Jakob Nielsen's Alertbox, December 19, 2005:
Summary:
The Internet is growing at an annualized rate of 18% and now has one billion users. A second billion users will follow in the next ten years, bringing a dramatic change in worldwide usability needs.
Some time in 2005, we quietly passed a dramatic milestone in Internet history: the one-billionth user went online. Because we have no central register of Internet users, we don't know who that user was, or when he or she first logged on. Statistically, we're likely talking about a 24-year-old woman in Shanghai.
According to Morgan Stanley estimates, 36% of Internet users are now in Asia and 24% are in Europe. Only 23% of users are in North America, where it all started in 1969 when two computers -- one in Los Angeles, the other in Palo Alto -- were networked together.
It took 36 years for the Internet to get its first billion users. The second billion will probably be added by 2015; most of these new users will be in Asia. The third billion will be harder, and might not be reached until 2040.
In 2002, NUA estimated that we had 605 million Internet users. Since then, Internet use has grown by 18% per year -- certainly not as fast as the 1990s, but still respectable.
Overall, the Internet's growth has been truly remarkable. Ten years ago, the 'net was mostly used by geeks; now it's the default way to do business in many countries. In our U.S. and European B2B studies, many business professionals said they visit a company's website as the first step in researching potential vendors.
The billion-user Internet is a highly diverse environment that has moved far beyond the elite in Silicon Valley and other global technology hubs. There are hundreds of millions of old people online, and there are even more users without fancy graduate degrees. Users are not like you, and the difference between elite and mainstream users is getting bigger every day.
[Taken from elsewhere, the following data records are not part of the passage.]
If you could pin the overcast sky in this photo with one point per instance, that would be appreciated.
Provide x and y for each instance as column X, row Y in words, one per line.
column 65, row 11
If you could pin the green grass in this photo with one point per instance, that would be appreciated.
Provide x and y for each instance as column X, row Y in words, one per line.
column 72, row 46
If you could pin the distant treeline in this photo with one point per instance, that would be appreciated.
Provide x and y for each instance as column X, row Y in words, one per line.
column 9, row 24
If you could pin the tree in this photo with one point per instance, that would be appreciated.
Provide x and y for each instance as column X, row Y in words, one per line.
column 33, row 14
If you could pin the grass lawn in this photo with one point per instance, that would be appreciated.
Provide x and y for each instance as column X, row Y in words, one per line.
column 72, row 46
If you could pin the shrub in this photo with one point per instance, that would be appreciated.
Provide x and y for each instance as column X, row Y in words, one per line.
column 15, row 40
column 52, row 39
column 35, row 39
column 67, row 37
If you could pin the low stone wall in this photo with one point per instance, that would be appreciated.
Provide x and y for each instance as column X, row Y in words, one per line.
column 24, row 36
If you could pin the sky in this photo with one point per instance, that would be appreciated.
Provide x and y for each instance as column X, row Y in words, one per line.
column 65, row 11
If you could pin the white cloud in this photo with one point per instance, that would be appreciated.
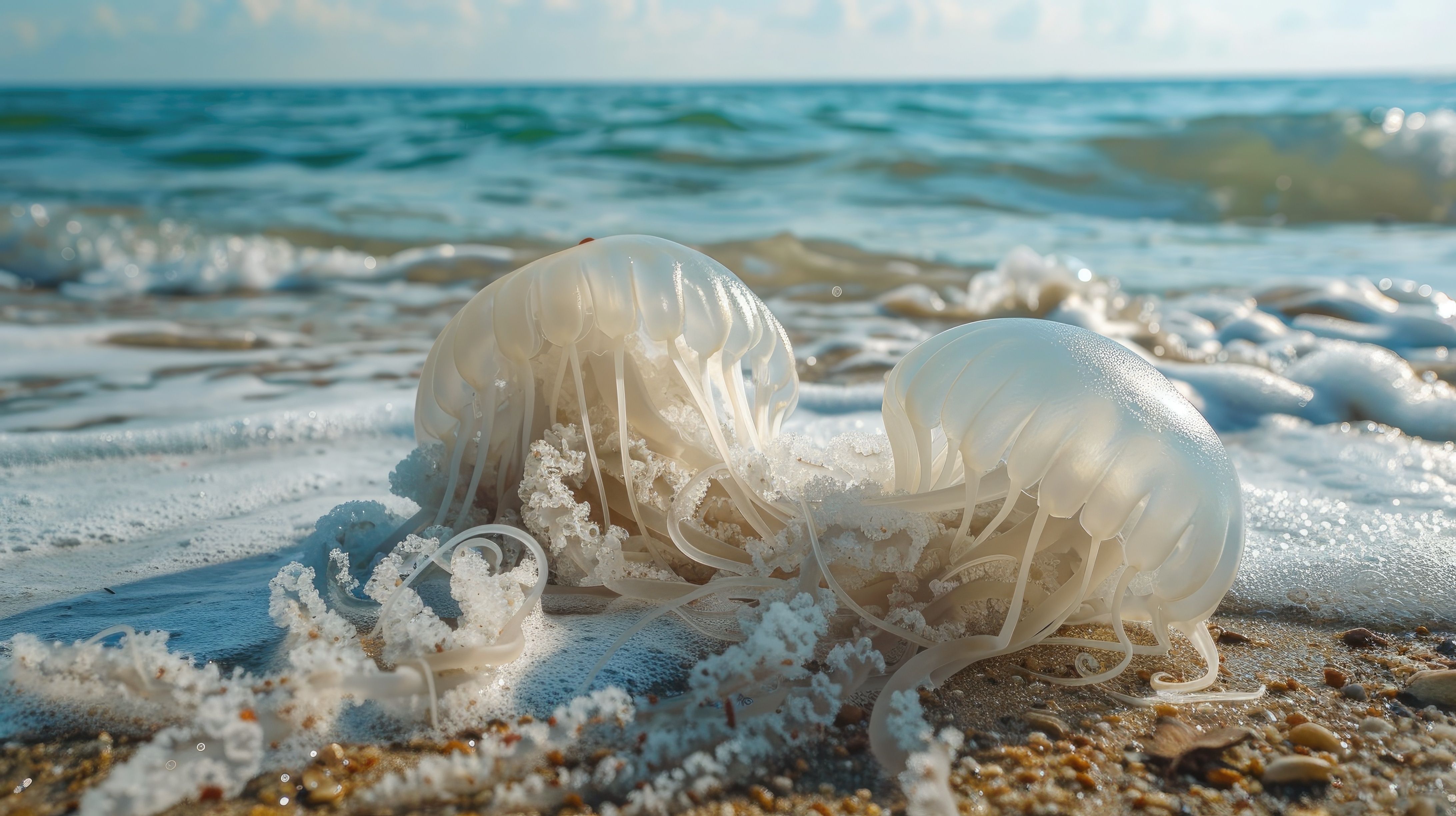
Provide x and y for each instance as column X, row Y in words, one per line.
column 190, row 15
column 27, row 31
column 105, row 18
column 261, row 11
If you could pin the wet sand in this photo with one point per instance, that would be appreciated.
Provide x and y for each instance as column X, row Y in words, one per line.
column 1031, row 748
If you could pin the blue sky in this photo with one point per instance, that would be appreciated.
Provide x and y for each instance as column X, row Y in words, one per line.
column 484, row 41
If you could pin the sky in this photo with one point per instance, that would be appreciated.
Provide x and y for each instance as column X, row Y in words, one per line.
column 548, row 41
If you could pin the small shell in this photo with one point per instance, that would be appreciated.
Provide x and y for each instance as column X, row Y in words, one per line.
column 1315, row 736
column 1298, row 770
column 1436, row 687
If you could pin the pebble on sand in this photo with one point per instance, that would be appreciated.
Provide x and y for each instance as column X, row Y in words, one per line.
column 1046, row 723
column 1375, row 726
column 1296, row 770
column 1363, row 639
column 1315, row 736
column 1435, row 687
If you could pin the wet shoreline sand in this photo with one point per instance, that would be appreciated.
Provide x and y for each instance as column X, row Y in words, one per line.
column 1030, row 748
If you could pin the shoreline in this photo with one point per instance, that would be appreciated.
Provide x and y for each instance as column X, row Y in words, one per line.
column 1030, row 748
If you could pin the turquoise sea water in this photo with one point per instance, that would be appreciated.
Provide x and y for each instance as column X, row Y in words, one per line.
column 1171, row 184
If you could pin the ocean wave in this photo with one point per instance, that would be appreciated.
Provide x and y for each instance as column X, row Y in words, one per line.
column 102, row 257
column 1305, row 168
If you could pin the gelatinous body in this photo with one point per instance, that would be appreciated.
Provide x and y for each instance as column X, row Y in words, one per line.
column 651, row 334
This means that for e-commerce to fulfill its potential to double, sites must be more systematic at following the e-commerce usability guidelines. Selling to the 200 million early adopters was easy. The 800 million mainstream users who are now starting to shop need much smoother sites; the next billion will require even higher usability levels.
Another implication of this demographic shift: U.S. market share and Silicon Valley buzz will become less important than international use as the metric for judging the potential of companies and technologies. The Mac, for example, already matters less than you think. Although it has a prominent role in the U.S., it's hard to refer to a company with single-digit market share as "dominant." In Asia, the Mac is practically nonexistent.
There's obviously a risk that offshoring will absorb the talent in China and India, leaving their domestic website design projects wanting. Difficult-to-use Chinese and Indian sites will have dire consequences for the second billion users' productivity and happiness. To meet the demand for senior usability professionals over the next decade, both countries -- as well as other large nations in Asia and Latin America -- need a crash program to grow domestic usability professionals.
Putting aside the details of how to make the multi-billion-user Web work, the very fact that it's realistic to expect a second billion users points to interactive media's compelling value. People all over the world are experiencing unprecedented levels of empowerment: being able to do things is why the Web has grown so fast, and will continue to grow for years to come.